Opt-out organ donation system moves closer as Hunt urges ‘open conversation’
Around 6,500 people are currently waiting for a transplant in the UK, but in the past year 1,100 families decided not to allow organ donation.
Families should overcome the “fatal reluctance” to talk about organ donation, the Health Secretary urged as he launched a consultation into plans for an opt-out system.
Jeremy Hunt said people need to have an open conversation and make their wishes clear to relatives in order to save the lives of patients waiting for a transplant.
Prime Minister Theresa May announced in October that the Government will shift towards an organ donation system in England which presumes consent.
Mr Hunt said: “Every day three people die for want of a transplant, which is why our historic plans to transform the way organ donation works are so important.
“We want as many people as possible to have their say as we shape the new opt-out process.
“But as well as changing the law, we also need to change the conversation – it can be a difficult subject to broach, but overcoming this fatal reluctance to talk openly about our wishes is key to saving many more lives in the future.”
So far this year a remarkable, inspirational 986 organ donors have allowed 2545 life saving organ transplants to take place.
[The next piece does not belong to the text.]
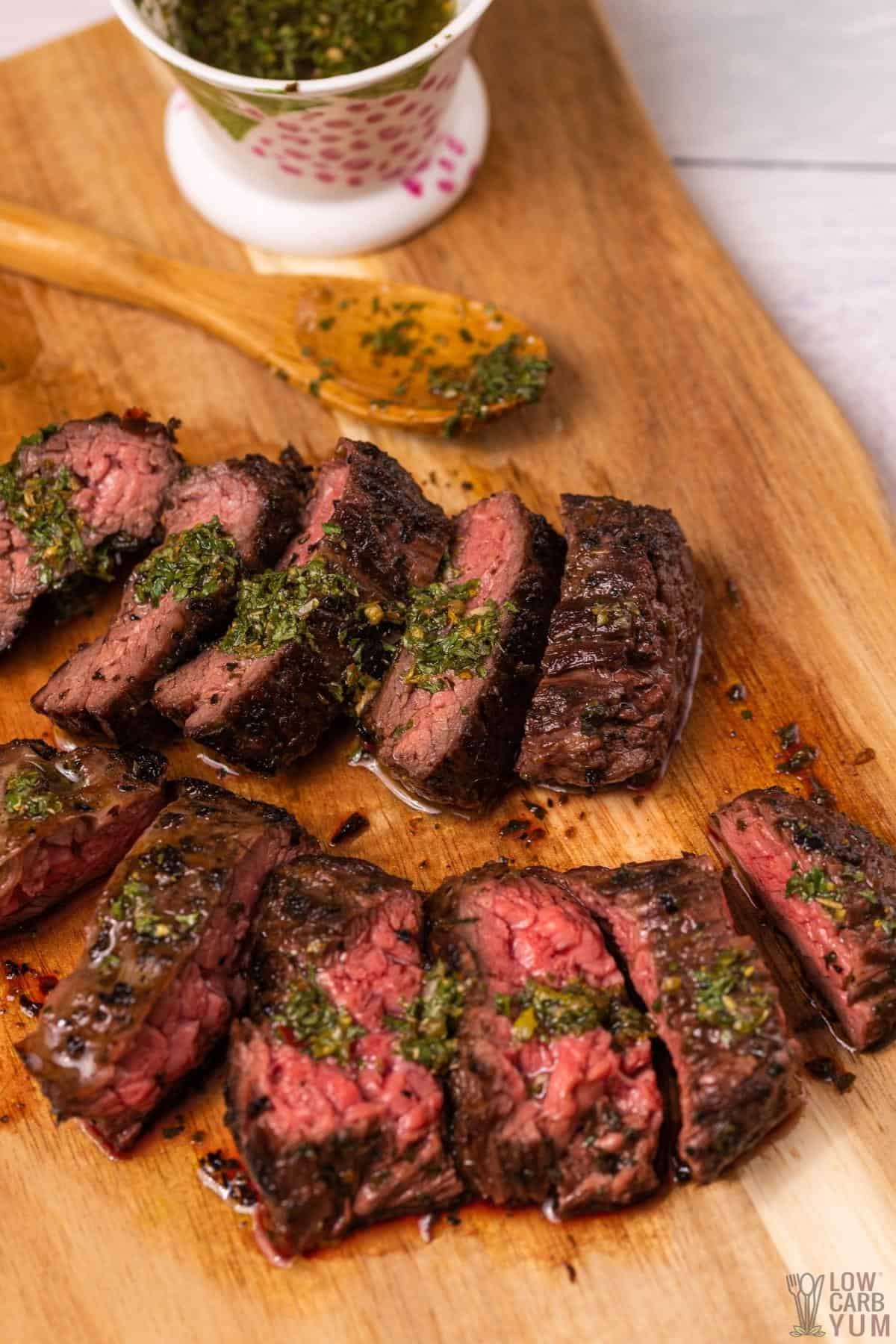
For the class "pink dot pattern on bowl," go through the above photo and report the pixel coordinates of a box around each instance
[214,50,464,195]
Please have the donation conversation with loved ones and join @NHSOrganDonor to say #YesIDonate— Anthony Clarkson (@AJClarksonNHS) December 1, 2017
Around 6,500 people are currently waiting for a transplant in the UK, but in the past year 1,100 families decided not to allow organ donation because they were unsure or did not know whether their relatives would have wanted to donate, according to NHS Blood and Transplant.
While 80% of people say they would be willing to donate their organs, only 36% are officially registered and just half of adults on the register have discussed their wishes with a family member, the Department for Health said.
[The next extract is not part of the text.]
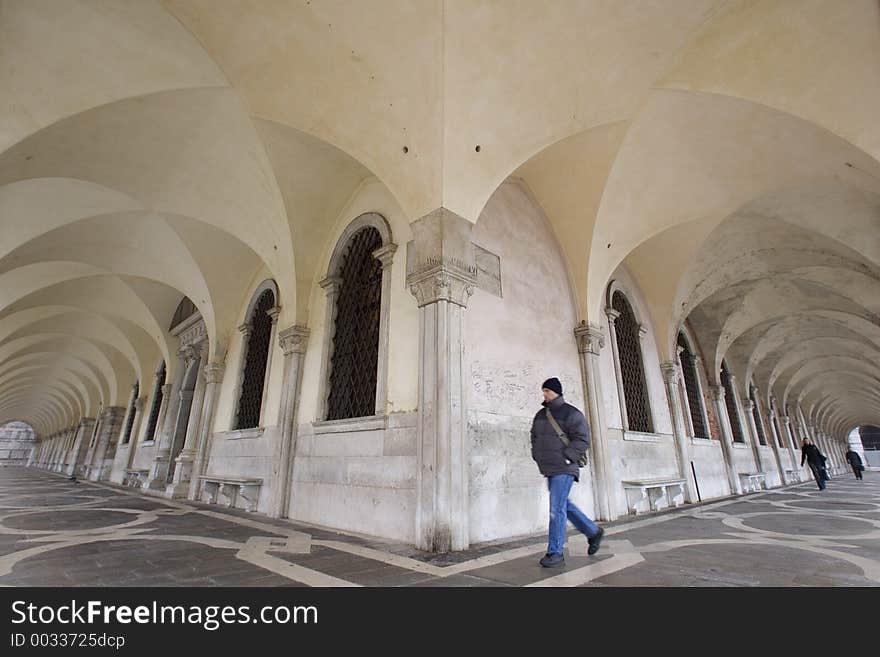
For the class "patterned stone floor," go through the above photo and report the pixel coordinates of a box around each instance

The consultation, launched on Tuesday, will examine issues including how much say a family should have over a person’s decision to donate their organs, how different groups will be affected by the new system and when exemptions to “opt-out” might be needed.
Millie Banerjee, chairwoman of NHS Blood and Transplant, said: “We support any initiative which leads to more organ donors and more lives being saved.
“We hope the consultation starts a national conversation about organ donation. If you want to donate, please tell your family now.”
Simon Gillespie, chief executive of the British Heart Foundation, said: “Introducing an opt-out system in England will mean more people get the life-saving heart transplant they desperately need.
“In the meantime, it’s still important for all of us to have conversations with our loved ones about organ donation so our wishes can be met if the worst should happen.”
The consultation, which is available online, will close on March 6.